Riba, dalam bahasa yang lebih pendek, adalah “praktek pencarian keuntungan atas
derita orang lain”. Praktek ini telah banyak diterapkan pada sistem kapitalisme
yang terus mencengkram kehidupan manusia di dunia.
Dalam sistem
kapitalisme, pelaku ekonom akan selalu terfokus pada akumulasi modal yang terus
diputarkan. Perputaran uang ini akan sempurna dengan adanya modal yang selalu
tersedia. Modal didapatkan dari “mesin penyedot uang” dari sisa-sisa uang di
rumah tangga untuk dipinjamkan, kemudian pembungaannya untuk mengakumulasi
kekayaan. Oleh karena itu, Manan menyimpulkan, “Islam menolak kapitalisme
dengan mengharamkan praktek riba.”
Pembungaan modal
yang dilakukan dalam sistem kapitalisme, membuat akumulasi keuntungan terus
diperoleh kaum borjuasi. Simpanan masyarakat yang terus diputarkan membuat para
bankir memperoleh keuntungan dari rentennya.
Bukan hanya
diperuntukkan konsumsi, keuntungan dari jasa meribakan mata uang juga digunakan
dalam kapitalisme finansial untuk menambah modal dan memperbesar akumulasi
kekayaan yang akan diperolehnya. Pertambahan surplus yang terus menerus
didapatkan oleh pemilik alat produksi membuat ketimpangan kekayaan semakin
tinggi.
Para pemilik modal
mendapatkan surplus yang semakin besar dari hasil keuntungan yang terus
diputarkan. Di sisi lain, kelas pekerja akan terus dieksploitasi dengan upah
yang hanya mampu mencukupi kebutuhan pokoknya. Malahan, para buruh semakin
mengalami kemiskinan karena upah yang reatif tetap untuk beberapa tahun, namun
nilai mata uang terus mengalami inflasi setiap fasenya.

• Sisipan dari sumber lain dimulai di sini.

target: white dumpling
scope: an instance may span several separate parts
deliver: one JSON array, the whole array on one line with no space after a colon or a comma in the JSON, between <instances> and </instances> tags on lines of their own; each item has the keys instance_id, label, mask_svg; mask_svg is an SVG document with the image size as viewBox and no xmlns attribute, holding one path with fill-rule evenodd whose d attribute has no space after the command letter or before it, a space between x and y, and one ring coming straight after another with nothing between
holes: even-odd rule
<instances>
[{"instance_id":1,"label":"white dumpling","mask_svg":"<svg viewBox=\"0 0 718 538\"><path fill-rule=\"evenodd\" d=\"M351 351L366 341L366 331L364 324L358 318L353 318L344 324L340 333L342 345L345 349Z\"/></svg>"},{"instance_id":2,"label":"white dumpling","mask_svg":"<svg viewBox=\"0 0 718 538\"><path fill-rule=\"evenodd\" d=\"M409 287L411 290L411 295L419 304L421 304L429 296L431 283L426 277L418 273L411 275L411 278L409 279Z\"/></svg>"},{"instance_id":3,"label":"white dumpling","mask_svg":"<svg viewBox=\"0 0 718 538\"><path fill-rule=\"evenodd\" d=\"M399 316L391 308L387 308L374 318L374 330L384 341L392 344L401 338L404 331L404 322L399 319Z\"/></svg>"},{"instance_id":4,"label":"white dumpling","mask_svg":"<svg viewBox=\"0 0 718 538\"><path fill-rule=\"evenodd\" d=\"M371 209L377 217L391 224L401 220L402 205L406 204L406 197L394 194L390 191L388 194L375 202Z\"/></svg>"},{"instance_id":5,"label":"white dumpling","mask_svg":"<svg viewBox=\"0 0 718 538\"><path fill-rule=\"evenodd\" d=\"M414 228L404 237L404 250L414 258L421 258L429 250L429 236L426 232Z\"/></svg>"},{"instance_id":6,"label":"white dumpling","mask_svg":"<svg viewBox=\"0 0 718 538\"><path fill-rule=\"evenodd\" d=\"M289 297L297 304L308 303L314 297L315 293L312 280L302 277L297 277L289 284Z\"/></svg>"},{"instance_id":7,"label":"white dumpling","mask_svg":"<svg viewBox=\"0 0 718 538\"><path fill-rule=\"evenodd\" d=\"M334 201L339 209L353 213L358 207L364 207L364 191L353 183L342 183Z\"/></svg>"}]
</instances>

Fakta kesenjangan sosial semacam ini sudah banyak terjadi pada negara yang menerapkan sistem kapitalis di dalamnya. Di Indonesia saja, seperti dipaparkan Prabowo Subianto dalam bukunya Paradoks Indonesia (2017), “angka rasio gini Indonesia menurut Credit Suisse adalah 0,49”, tulisnya. Rasio ini, lanjutnya, “berarti bahwa 1 persen orang terkaya menguasai 49 persen kekayaan Indonesia.”
Islam melarang
penumpukan kekayaan secara berlebih oleh segelintir orang (oligarki). Atau
dalam bahasa Nurlaili (2016), “penumpukan harta atau uang secara berlebih, juga
dapat mendorong manusia cenderung pada sifat tamak, rakus dan membabi buta.”

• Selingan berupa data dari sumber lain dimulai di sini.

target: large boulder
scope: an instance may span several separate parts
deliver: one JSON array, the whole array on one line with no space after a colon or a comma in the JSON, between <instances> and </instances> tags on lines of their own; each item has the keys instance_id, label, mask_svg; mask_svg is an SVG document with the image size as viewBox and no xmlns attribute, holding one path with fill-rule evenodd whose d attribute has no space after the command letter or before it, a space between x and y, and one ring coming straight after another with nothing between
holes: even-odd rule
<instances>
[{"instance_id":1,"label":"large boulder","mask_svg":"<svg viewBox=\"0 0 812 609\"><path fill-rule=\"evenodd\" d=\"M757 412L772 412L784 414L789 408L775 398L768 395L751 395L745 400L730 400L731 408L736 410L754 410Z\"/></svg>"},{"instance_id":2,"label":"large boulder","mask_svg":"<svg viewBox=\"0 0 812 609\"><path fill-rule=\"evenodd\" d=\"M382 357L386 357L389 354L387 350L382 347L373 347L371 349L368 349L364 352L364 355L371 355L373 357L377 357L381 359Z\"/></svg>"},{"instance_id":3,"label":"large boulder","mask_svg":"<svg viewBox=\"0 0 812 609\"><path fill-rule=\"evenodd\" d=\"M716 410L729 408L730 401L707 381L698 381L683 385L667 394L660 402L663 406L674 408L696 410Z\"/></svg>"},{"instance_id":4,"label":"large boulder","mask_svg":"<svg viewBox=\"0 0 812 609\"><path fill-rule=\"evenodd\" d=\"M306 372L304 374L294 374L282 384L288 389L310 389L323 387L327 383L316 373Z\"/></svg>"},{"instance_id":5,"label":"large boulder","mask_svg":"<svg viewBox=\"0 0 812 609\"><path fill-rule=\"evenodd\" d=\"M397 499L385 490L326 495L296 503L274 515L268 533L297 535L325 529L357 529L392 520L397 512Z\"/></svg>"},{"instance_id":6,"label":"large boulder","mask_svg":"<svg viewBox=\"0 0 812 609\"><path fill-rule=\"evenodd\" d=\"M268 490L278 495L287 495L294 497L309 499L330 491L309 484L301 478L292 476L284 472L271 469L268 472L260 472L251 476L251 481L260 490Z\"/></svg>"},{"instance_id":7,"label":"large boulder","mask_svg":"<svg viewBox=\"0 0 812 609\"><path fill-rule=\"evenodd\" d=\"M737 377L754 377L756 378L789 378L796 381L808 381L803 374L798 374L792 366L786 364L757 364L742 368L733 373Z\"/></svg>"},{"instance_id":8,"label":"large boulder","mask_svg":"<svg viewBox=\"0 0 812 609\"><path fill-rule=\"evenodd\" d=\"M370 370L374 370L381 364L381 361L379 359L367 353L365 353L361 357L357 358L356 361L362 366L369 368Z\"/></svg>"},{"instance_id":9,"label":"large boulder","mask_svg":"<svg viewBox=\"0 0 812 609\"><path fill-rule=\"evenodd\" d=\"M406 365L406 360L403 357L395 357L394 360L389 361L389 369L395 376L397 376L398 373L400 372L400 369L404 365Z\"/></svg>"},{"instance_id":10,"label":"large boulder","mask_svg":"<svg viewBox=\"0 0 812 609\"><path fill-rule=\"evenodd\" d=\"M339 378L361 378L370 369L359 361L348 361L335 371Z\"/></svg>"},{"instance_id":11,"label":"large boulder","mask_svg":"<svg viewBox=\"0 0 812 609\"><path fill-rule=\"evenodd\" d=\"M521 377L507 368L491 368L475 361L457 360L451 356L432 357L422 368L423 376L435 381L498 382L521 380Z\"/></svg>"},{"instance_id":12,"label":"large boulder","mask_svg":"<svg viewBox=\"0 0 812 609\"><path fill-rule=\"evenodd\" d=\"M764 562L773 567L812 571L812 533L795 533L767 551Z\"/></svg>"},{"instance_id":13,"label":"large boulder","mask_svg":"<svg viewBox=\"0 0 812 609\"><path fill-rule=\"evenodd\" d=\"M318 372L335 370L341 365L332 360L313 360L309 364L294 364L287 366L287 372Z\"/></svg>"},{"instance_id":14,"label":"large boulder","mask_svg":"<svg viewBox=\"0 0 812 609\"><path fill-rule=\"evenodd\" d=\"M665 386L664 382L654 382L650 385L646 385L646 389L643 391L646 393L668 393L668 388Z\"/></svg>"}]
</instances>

Sifat inilah yang dimiliki oleh sistem kapitalisme, mereka yang menang akan
terus berakumulasi kekayaan dan yang kalah mengalami kebangkrutan. Sedangkan para
buruh sendiri hanya mendapatkan upah yang besarnya hanya cukup untuk
mepertahankan hidupnya.
Kemiskinan yang
dipelihara oleh sistem yang tak berkeadilan ini sebenarnya ditolak dalam Islam.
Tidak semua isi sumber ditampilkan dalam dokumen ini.